Here’s What BPI is Saying: Katie Collard, BPI senior vice president and associate general counsel, issued the following statement in response to the release of the proposal Thursday:
“We look forward to reviewing the proposal in detail and submitting comments during the rulemaking process. At first glance we are encouraged by the agencies’ efforts to make CRA evaluation more objective, transparent and predictable and to clarify and expand the types of activities that qualify for CRA credit. BPI supports a coordinated interagency approach to CRA reform and appreciates the agencies’ effort to achieve a framework that better serves low- to moderate-income and underserved minority communities. It is incumbent upon the banking agencies to arrive at a final rule that applies CRA standards consistently to all banks. The final rule should also further incentivize the adoption of financial inclusion programs, such as Bank On certified accounts, by giving banks clarity on how these programs will be treated under the CRA framework.”
The proposal would aim to expand access to credit and financial services in low- and moderate-income communities, provide consistency in the benchmarks regulators use to evaluate retail lending and community development financing, and tailor CRA evaluations and data collection to bank size and business models. It would also update CRA assessment areas to address increasing use of mobile and digital banking.
Like any 700-page proposal, the devil could lurk in the details and so industry’s support remains uncertain, and even elected officials have posited that legislative reforms to the CRA could be more effective than a wholesale regulatory revamp.
Go Deeper: To learn more about BPI’s Community Reinvestment Act engagement, click here.
Smartphones and Household Financial Fragility Matter More for Financial Inclusion than Bank Branches, Size
Smartphone access and household financial fragility are meaningful factors in financial inclusion for U.S. households, rather than a change in the number of bank branches or a change in the mix of large or small banks in an area, a new BPI analysis finds.
The analysis delves into financial inclusion data at the metropolitan area and state levels and explores several factors that could influence different outcomes in financial inclusion. It concludes that neither a reduction in bank branches nor an increase in the proportion of branches owned by large banks have a meaningful effect on financial inclusion. Instead, smartphone use, demographic composition and household financial fragility are key financial inclusion drivers.

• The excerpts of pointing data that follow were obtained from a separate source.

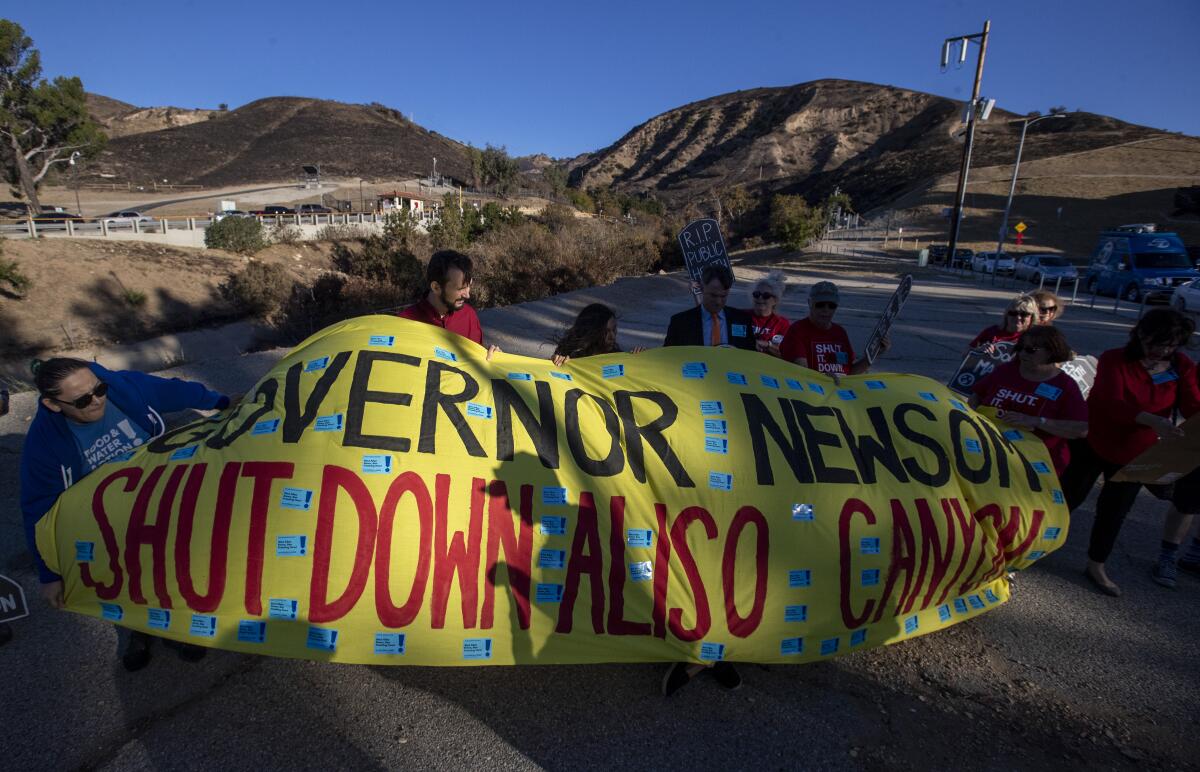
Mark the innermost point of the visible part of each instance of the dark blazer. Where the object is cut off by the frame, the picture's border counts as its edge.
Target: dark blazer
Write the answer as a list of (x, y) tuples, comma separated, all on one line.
[(687, 329)]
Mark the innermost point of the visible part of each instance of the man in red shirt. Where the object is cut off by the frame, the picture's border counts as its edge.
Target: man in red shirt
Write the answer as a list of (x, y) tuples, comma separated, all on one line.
[(817, 342)]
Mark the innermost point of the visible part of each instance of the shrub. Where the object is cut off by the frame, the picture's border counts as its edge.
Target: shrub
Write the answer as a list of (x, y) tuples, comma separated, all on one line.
[(259, 288), (237, 234)]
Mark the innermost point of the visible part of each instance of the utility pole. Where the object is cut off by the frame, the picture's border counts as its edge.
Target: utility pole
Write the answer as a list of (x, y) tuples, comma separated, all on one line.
[(969, 143)]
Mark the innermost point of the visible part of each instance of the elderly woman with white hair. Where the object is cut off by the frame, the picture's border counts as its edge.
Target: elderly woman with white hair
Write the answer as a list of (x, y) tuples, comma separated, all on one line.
[(768, 327)]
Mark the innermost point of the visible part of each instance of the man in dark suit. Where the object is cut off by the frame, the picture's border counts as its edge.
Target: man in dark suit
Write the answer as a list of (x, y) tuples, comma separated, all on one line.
[(712, 323)]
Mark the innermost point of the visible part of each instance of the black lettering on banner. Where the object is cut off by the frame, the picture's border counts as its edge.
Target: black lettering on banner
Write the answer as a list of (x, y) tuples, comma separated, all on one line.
[(815, 440), (435, 399), (615, 461), (941, 474), (652, 434), (870, 450), (761, 423), (294, 422), (361, 394), (543, 430)]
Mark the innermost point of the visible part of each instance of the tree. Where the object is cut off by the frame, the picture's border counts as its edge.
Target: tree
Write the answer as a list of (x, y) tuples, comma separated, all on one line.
[(41, 123)]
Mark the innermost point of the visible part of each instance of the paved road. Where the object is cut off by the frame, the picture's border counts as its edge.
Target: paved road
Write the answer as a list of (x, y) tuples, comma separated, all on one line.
[(1059, 677)]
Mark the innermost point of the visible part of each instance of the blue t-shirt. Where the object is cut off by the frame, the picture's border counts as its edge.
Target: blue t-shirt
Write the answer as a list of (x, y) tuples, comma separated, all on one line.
[(112, 438)]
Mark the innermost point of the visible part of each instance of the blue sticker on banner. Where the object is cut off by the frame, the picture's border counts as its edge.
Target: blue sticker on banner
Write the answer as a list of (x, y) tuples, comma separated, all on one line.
[(796, 614), (639, 537), (720, 480), (799, 578), (292, 545), (717, 444), (390, 644), (159, 618), (203, 626), (269, 426), (553, 526), (479, 411), (377, 465), (251, 632), (477, 648), (551, 558), (322, 639), (295, 498), (329, 423), (549, 593), (282, 609)]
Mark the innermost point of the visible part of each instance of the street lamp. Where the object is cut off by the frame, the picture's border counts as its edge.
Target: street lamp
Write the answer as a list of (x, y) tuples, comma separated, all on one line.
[(1012, 186)]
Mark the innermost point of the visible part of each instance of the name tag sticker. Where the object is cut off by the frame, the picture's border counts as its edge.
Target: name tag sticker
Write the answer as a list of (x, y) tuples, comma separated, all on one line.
[(295, 498)]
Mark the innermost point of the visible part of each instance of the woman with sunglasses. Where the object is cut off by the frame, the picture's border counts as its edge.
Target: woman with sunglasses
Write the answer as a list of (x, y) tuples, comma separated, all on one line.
[(1032, 393), (87, 417), (1132, 405)]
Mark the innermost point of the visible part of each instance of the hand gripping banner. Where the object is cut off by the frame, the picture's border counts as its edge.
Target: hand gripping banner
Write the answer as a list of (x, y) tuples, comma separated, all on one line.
[(387, 496)]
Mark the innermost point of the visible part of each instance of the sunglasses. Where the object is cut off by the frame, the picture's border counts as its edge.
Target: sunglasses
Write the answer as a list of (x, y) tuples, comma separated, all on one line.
[(84, 400)]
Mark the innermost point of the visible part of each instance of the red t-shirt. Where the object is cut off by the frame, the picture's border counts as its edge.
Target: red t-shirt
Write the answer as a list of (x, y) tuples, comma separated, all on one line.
[(994, 334), (465, 321), (1055, 399), (826, 351)]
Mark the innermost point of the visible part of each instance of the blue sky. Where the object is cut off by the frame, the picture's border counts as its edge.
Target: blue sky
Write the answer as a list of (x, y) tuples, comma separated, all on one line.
[(569, 77)]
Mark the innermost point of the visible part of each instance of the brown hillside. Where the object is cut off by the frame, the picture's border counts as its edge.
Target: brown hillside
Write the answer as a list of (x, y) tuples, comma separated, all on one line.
[(271, 138)]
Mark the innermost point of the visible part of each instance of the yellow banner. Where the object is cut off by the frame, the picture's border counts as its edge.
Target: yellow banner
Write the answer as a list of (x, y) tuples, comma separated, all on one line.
[(387, 496)]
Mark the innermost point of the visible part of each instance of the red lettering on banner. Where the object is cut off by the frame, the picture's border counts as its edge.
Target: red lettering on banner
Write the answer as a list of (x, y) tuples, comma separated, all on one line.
[(741, 626), (617, 622), (517, 551), (321, 608), (264, 473), (107, 592), (587, 534), (459, 557), (389, 614), (139, 533), (219, 546), (679, 542), (852, 507)]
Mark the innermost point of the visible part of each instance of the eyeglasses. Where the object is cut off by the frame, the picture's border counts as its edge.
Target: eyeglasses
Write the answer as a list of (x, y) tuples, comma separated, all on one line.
[(84, 400)]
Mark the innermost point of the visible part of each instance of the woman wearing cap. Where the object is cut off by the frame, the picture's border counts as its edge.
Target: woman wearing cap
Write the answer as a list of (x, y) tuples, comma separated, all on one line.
[(87, 417)]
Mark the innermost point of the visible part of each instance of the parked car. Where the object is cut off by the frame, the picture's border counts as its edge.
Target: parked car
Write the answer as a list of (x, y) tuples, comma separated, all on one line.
[(1132, 262), (1045, 268)]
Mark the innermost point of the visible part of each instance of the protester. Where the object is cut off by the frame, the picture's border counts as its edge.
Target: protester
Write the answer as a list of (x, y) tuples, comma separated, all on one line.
[(1032, 393), (712, 323), (87, 417), (594, 331), (444, 304), (820, 343), (1018, 317), (1131, 407), (768, 327)]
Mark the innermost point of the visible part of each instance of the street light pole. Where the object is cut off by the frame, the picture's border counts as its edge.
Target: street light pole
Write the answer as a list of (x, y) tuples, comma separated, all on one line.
[(1012, 186)]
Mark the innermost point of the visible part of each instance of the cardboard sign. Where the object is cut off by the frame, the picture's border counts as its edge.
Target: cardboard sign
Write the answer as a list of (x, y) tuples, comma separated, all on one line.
[(702, 246), (979, 364), (889, 315)]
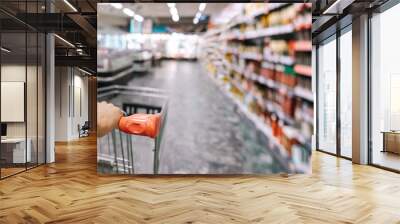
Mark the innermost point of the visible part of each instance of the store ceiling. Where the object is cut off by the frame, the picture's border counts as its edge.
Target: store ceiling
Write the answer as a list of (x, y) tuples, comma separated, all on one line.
[(161, 10)]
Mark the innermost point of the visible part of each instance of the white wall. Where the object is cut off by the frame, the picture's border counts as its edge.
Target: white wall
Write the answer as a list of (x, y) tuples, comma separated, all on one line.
[(70, 83)]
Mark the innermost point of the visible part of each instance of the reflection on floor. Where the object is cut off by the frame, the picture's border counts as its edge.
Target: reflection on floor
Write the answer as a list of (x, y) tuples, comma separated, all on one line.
[(10, 171), (387, 159), (71, 191)]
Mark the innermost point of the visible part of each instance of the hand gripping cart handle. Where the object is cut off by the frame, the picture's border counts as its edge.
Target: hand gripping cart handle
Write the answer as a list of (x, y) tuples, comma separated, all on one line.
[(141, 124)]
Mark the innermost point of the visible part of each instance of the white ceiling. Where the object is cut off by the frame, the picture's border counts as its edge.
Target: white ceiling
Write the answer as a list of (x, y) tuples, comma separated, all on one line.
[(161, 9)]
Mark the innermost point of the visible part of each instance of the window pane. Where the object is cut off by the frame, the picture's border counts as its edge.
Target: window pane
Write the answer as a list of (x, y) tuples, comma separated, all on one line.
[(385, 86), (346, 94), (327, 97)]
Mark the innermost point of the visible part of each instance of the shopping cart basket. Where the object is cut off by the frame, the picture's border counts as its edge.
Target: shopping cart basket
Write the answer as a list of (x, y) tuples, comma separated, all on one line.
[(116, 150)]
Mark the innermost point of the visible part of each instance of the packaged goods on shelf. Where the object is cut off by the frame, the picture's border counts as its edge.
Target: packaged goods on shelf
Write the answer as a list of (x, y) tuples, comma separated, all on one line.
[(267, 52)]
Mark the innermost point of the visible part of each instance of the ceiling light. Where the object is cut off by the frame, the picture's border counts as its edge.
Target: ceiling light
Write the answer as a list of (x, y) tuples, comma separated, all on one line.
[(86, 72), (171, 5), (175, 18), (5, 50), (70, 5), (202, 6), (116, 5), (198, 15), (65, 41), (128, 12), (139, 18), (173, 11)]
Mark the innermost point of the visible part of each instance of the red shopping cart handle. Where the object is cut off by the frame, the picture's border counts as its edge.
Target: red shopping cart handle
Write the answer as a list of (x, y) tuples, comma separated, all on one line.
[(141, 124)]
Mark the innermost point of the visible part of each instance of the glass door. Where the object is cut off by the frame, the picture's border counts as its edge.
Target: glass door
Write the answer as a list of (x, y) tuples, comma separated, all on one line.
[(326, 140), (385, 89), (345, 43)]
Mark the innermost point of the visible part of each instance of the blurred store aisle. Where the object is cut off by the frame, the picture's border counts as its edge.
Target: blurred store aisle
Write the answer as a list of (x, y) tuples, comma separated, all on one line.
[(204, 134)]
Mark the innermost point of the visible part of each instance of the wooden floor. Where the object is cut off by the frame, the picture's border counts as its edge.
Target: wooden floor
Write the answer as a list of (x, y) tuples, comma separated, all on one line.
[(70, 191)]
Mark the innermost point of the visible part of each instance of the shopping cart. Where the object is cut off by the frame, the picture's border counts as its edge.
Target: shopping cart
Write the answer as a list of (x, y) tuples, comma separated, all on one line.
[(142, 106)]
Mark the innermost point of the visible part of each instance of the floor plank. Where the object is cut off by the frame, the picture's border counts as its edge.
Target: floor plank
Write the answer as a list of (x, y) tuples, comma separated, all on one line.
[(70, 191)]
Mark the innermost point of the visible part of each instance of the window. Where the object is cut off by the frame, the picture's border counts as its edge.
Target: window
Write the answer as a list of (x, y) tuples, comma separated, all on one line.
[(346, 93), (385, 89), (327, 96)]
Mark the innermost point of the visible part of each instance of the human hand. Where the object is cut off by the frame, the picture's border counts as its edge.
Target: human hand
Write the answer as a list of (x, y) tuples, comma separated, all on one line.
[(108, 117)]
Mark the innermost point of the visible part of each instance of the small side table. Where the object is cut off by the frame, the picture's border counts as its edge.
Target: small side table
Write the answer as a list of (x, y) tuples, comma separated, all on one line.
[(391, 141)]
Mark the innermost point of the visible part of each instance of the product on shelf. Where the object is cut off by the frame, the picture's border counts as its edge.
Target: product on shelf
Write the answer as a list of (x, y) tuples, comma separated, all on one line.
[(267, 52)]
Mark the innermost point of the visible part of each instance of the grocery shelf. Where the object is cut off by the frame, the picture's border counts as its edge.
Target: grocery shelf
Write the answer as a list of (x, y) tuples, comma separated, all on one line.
[(303, 70)]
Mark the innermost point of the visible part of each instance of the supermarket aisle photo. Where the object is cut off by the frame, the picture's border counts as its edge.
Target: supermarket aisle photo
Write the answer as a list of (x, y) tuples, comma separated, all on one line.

Why it matters: Policymakers and the banking industry are trying to bring more households into the banking system, especially low-income and minority households. To address the challenge of unbanked households, it’s important to discern what factors improve financial inclusion. The view that bank mergers harm financial inclusion has gained traction among some advocates, but this view is not supported by evidence.
What could help: Expanding digital inclusion to enable more mobile banking, improving the economic status of households with low education levels and income and strengthening outreach to minority communities could reduce the percentage of people who are unbanked, the findings suggest.
One Change to Consider in Basel’s New Operational Risk Capital Charge
The latest changes to the Basel bank capital framework include a new capital charge for operational risk. The U.S. banking agencies will soon implement the latest version of the Basel framework, including this capital charge – the standardized approach for operational risk, or “OPE.” If the U.S. includes that charge in its updated Basel proposal, it would mark the first instance of U.S. banking regulators explicitly imposing a charge for operational risk in the risk-weighted capital regime under the standardized approach.
Bottom line: The OPE offers a simplified approach that resolves some problems with variability in capital charges under the previous Basel methodologies. It’s a significant improvement in some ways. But it has a key limitation: It distorts operational risk capital requirements for banks with business models heavy on noninterest revenues (capital markets activity, custody services, etc.). These banks will face capital requirements much higher than their actual risk of losses and much higher than operational risk losses in the Fed’s stress tests.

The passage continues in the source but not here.